In fact very few folk will know that it was actually built on the former site of the imposing Ram Hotel, and if that fact surprises you, even further back in time it was The Bay Horse Inn.
During the coaching era the Ram was a noted posting house, which for a time competed for customers with The Reindeer, itself an imposing public house across the road at the Hall Gate junction.
At the beginning of the 20th Century, Doncaster Corporation embarked on a series of street widening schemes and by 1906, it was looking to widen the Cleveland Street and High Street junction and the Ram was quite simply standing in its way.
So it did what councils have been doing throughout history and purchased the Ram from owners Fisher and Co for the sum of £5,500.
As the corporation only required a part of the site for its street improvements, the remainder was to be sold. However, a condition of the sale made it the responsibility of the purchaser to demolish the Ram at its own expense within two years of the purchase date before anything was done with the land.

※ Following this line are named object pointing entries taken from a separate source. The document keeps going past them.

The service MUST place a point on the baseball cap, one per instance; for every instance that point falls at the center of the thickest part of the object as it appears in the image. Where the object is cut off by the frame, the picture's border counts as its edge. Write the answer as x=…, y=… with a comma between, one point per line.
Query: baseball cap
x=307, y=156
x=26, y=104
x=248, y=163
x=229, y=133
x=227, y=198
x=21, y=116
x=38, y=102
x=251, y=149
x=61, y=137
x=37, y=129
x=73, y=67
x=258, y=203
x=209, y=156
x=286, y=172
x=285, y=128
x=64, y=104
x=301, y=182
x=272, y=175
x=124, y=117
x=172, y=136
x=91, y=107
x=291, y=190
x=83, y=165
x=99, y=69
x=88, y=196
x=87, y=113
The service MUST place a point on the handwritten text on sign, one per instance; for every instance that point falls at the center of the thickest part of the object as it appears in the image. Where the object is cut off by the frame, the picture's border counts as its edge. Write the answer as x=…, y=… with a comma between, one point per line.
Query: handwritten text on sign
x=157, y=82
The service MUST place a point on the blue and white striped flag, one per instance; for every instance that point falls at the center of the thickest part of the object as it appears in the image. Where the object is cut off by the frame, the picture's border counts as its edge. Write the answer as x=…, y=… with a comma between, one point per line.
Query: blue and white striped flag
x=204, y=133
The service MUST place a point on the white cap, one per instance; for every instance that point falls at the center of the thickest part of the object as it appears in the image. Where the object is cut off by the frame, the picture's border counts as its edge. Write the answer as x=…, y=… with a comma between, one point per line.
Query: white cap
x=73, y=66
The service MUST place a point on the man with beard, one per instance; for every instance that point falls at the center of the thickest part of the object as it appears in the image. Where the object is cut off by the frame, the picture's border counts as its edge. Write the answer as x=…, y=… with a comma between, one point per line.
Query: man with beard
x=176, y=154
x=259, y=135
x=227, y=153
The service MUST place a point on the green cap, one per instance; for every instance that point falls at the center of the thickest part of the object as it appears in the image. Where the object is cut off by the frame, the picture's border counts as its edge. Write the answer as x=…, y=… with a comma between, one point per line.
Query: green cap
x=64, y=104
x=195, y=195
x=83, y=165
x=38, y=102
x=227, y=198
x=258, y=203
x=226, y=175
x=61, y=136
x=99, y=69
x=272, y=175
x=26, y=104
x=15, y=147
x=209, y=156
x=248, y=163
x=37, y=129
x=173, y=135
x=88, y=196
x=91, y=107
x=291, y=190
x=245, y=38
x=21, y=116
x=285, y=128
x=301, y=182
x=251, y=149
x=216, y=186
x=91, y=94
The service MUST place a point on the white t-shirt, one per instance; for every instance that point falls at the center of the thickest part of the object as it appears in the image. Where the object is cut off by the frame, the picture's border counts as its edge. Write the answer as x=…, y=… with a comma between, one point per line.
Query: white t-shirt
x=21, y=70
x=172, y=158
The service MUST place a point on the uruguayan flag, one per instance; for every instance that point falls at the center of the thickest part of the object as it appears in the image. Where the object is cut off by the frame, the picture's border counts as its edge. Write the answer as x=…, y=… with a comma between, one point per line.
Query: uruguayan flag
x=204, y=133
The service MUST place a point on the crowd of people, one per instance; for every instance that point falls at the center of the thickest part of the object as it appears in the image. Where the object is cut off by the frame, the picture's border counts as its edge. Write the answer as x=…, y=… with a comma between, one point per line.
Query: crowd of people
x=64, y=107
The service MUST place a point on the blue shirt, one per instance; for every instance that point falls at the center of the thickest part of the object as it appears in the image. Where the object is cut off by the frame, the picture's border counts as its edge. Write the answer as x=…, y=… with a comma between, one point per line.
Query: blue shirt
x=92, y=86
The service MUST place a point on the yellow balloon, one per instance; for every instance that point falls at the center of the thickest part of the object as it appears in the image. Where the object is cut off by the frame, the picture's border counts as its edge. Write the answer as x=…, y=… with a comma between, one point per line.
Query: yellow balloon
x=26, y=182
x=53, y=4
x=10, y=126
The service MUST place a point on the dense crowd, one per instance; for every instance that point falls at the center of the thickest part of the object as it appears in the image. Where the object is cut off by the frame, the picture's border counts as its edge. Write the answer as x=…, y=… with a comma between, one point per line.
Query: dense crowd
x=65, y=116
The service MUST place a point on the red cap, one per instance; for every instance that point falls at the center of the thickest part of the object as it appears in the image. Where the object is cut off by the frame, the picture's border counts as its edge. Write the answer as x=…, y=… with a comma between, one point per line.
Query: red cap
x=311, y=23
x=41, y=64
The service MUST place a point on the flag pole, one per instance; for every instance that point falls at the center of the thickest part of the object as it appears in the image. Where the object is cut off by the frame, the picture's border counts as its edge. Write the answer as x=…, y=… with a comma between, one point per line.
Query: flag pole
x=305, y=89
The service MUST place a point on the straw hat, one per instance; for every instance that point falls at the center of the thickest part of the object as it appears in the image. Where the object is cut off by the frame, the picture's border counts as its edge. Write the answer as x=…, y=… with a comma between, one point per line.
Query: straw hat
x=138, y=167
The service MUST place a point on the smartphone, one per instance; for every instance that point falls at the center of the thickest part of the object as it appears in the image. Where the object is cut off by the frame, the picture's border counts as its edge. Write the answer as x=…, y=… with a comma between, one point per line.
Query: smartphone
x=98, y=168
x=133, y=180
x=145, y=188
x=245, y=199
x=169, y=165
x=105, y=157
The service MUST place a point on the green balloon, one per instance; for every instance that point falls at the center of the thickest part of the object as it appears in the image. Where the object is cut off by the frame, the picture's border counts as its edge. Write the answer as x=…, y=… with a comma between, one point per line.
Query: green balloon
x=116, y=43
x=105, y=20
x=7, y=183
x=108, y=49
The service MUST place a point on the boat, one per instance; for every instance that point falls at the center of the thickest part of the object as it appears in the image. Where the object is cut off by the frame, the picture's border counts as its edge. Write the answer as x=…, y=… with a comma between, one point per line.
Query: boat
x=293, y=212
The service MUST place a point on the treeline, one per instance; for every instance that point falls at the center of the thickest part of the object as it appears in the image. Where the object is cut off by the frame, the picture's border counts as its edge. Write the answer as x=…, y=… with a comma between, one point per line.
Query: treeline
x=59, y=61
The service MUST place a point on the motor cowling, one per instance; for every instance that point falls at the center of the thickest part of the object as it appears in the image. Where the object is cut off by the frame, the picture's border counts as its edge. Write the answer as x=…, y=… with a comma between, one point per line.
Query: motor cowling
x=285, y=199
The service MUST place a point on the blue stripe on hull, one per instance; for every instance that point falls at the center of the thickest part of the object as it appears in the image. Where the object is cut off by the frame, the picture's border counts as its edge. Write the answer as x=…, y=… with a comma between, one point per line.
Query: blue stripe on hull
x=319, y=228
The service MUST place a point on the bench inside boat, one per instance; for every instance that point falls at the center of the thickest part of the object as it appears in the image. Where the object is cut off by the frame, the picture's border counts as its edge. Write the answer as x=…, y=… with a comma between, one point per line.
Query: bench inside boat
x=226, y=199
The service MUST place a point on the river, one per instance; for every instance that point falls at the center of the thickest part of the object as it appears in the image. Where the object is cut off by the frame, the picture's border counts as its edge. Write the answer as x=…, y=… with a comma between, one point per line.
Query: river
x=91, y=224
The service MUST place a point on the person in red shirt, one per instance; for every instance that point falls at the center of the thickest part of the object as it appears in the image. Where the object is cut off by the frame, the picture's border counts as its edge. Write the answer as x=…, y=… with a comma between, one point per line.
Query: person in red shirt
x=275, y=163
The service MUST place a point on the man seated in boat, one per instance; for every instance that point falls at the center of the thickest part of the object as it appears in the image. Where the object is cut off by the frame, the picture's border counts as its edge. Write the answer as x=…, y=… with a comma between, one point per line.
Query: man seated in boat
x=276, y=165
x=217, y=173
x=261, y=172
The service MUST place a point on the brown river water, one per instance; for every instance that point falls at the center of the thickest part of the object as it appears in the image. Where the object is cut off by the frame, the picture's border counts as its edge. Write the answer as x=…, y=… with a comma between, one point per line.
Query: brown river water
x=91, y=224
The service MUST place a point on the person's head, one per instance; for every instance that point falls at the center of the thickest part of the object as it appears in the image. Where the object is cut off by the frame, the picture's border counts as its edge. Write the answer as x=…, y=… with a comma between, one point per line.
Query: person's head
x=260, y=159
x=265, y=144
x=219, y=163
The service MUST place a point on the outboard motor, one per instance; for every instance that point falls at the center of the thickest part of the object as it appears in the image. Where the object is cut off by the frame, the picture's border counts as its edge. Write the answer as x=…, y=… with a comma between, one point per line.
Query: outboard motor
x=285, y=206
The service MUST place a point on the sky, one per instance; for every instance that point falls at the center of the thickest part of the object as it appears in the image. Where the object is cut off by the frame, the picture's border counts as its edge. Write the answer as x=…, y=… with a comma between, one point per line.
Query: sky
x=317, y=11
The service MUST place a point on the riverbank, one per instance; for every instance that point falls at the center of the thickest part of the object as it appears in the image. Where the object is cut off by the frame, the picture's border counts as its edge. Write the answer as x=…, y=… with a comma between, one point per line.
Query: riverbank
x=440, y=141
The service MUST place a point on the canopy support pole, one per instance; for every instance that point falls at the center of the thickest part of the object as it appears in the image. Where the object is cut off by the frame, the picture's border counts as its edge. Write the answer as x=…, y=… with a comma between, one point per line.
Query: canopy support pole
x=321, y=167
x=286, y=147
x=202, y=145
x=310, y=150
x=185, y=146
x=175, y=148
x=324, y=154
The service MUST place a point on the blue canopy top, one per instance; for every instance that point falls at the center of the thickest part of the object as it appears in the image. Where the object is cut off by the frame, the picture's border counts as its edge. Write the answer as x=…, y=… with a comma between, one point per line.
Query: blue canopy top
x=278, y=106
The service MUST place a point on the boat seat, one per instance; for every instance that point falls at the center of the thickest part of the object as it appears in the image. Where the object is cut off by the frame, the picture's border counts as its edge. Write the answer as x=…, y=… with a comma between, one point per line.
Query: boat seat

In November 1907 the corporation agreed to a price of £4,500 offered by A Greensmith on behalf of the Planet Trading Co Ltd, which also owned the Reindeer and The Salutation hotels - two of the town’s most prominent coaching houses.
On January 28, 1908, the corporation approved a plan of the proposed St Leger Hotel and lock-up shops at the corner of High Street and Cleveland Street for the Planet Trading Co Ltd.
Yes you read it right, the proposed name was first and foremost to be The St. Leger Hotel. What happened then is still a mystery and begs the question why it never retained that name. An amended plan for the new building was eventually passed by the corporation on February 5, 1908, yet there was no mention of it being called the St Leger Hotel and that suggested name disappeared forever from that particular site.
At the local Brewster sessions held in the same month, the plan was submitted to the justices by Frank Allen on behalf of the owners, and he acknowledged that “if the owners desired to alter the name of the premises they must make a special application to the justices”.
It is therefore assumed that this is what occurred in the following months and the name Danum was adopted with the hotel being designed by architect W H Wagstaffe of Cleveland Street.
Work appears to have been under way by August of that year, and one year later on August 27, 1909, The Doncaster Gazette announced that: “The hotel will be opened for receiving visitors on September 1 or thereabouts.”
The Danum Hotel was soon up and running and apart from minor alterations the exterior of this fine hotel hasn’t changed all that much at all from that day to this.